Выбрать главу

Gelderris keek nu echt ongemakkelijk, nu hij zo rechtstreeks ja of nee moest zeggen. Hij ging verzitten in zijn stoel.

‘Ik zeg niet dat het zo is,’ zei hij na enkele tellen. ‘Maar ik zeg wel dat het mij niet zou verbazen áls het zo was. Ze zeggen dat die Orman altijd maar in zijn toren zit, waar hij oude boeken en perkamenten bestudeert, die hij overal vandaan haalt. Hij mag dan de heer van Macindaw zijn, nu, maar met mensen kan hij niet overweg. En het is ook geen echte krijger. Gelukkig heb je heer Keren nog, die zorgt daar wel voor.’

Will trok één wenkbrauw vragend omhoog. Dat was weer een nieuwe naam. Maar hij hoefde Gelderris niet verder aan te sporen.

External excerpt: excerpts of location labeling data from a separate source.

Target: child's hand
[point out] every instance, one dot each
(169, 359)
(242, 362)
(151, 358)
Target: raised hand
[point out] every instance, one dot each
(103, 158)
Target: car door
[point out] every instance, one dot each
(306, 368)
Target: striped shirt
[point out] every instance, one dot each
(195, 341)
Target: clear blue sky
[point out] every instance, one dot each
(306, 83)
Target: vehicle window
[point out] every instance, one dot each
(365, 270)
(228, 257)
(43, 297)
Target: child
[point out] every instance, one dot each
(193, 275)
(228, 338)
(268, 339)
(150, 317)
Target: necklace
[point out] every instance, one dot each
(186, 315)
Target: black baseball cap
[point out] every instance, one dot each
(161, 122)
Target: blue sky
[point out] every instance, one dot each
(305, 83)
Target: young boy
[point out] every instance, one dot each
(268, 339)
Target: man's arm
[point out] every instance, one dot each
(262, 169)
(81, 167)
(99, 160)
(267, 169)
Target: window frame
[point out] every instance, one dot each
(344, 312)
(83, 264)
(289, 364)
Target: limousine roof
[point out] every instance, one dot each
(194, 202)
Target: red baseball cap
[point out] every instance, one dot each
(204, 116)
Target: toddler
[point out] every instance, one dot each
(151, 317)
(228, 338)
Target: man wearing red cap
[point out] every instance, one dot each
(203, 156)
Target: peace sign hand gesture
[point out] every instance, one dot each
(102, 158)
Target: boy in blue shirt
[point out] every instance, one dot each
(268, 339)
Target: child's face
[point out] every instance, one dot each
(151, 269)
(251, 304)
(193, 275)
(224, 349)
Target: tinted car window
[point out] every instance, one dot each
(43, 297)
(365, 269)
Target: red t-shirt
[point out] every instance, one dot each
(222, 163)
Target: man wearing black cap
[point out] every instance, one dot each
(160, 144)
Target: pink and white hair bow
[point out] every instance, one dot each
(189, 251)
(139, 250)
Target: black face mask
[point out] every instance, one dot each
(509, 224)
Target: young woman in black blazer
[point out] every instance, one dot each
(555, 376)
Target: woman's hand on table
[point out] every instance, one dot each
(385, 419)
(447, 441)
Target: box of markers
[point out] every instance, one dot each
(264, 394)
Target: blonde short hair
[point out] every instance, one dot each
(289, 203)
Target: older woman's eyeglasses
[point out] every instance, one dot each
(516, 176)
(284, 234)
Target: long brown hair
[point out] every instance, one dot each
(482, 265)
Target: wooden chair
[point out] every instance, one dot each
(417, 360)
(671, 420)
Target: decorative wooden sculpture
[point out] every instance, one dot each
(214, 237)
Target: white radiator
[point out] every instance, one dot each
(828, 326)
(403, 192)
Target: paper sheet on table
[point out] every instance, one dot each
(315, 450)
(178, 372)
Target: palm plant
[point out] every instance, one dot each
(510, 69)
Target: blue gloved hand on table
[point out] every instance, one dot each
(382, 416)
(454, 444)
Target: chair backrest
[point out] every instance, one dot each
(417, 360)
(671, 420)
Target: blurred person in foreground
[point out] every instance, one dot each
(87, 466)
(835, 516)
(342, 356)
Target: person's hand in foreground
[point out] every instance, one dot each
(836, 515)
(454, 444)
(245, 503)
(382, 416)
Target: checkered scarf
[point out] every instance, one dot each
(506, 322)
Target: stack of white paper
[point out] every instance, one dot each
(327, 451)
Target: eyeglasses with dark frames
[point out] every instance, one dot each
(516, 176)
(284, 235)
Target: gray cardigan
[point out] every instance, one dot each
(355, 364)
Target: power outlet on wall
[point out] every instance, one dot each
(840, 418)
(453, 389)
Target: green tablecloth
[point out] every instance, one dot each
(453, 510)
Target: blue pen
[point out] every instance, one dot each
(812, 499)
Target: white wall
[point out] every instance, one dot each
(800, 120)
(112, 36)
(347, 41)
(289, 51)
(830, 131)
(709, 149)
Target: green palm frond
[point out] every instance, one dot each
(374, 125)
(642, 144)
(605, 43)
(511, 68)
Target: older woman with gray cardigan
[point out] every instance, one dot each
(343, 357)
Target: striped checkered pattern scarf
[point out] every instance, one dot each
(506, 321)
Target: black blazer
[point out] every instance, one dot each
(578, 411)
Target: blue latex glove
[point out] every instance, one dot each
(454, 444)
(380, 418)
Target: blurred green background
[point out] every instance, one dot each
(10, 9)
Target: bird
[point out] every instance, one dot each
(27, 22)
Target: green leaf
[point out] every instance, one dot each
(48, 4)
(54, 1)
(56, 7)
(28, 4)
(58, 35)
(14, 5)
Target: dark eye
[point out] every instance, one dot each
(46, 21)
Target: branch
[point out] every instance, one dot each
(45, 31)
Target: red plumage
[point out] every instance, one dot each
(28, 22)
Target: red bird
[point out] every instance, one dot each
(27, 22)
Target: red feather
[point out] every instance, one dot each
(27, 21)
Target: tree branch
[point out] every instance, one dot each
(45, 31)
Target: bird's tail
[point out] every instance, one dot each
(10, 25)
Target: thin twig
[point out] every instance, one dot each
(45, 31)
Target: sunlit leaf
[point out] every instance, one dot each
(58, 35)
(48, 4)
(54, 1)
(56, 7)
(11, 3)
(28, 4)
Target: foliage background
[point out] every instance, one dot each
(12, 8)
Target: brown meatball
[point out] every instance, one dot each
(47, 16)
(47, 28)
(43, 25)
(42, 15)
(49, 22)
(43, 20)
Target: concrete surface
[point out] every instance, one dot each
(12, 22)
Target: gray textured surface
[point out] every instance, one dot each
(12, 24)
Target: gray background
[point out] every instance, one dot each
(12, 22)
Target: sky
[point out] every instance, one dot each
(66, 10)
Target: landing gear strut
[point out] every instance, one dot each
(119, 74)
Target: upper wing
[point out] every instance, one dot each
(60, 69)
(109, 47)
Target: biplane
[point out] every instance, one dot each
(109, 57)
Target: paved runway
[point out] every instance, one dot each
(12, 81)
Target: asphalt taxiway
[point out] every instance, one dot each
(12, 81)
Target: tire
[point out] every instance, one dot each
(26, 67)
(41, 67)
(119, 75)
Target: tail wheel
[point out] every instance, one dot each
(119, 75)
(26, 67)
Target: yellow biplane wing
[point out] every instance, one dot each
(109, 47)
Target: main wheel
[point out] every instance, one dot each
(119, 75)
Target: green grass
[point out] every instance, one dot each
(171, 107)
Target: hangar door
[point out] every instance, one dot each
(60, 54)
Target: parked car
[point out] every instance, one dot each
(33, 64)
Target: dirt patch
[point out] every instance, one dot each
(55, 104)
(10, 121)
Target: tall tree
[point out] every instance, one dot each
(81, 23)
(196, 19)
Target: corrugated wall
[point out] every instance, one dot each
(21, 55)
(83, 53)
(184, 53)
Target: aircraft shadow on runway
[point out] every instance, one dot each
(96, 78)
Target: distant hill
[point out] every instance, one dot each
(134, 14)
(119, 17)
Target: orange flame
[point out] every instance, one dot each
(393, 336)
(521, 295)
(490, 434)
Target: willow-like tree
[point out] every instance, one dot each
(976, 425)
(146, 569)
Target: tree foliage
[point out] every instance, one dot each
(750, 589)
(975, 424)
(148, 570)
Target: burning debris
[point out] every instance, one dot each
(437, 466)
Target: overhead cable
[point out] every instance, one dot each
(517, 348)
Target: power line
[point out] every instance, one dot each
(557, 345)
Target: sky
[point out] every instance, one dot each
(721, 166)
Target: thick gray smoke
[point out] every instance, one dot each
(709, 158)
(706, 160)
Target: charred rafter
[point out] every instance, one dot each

‘Keren is de neef van Syron, en dus ook van Orman. Een flinke militair, een paar jaar jonger dan Orman, maar een echte aanvoerder met veel gezag onder zijn mannen. Ik heb vaak gedacht dat heer Syron liever Keren als opvolger had gezien dan zijn eigen zoon.’

‘Ja, zo dicht bij de grens met Picta moet je wel een militair in het kasteel hebben zitten,’ dacht Will hardop.

De waard knikte bevestigend. ‘Zo is dat. Bij ons zijn ze maar wat blij dat Keren er is. Als de Scoti door zouden krijgen dat er een slappeling de baas is in Macindaw, dan droegen we binnen de kortste keren allemaal een kilt.’

Will stond op van de tafel en rekte zich eens lekker uit. ‘Nou ja, da’s allemaal politiek, niks voor een simpele jongen als ik. Zolang ik een bed en wat te eten kan krijgen in kasteel Macindaw, en misschien nog wat zakcenten over kan houden, ben ik dik tevreden. Maar vanavond, heer waard, blijf ik graag in úw kasteel.’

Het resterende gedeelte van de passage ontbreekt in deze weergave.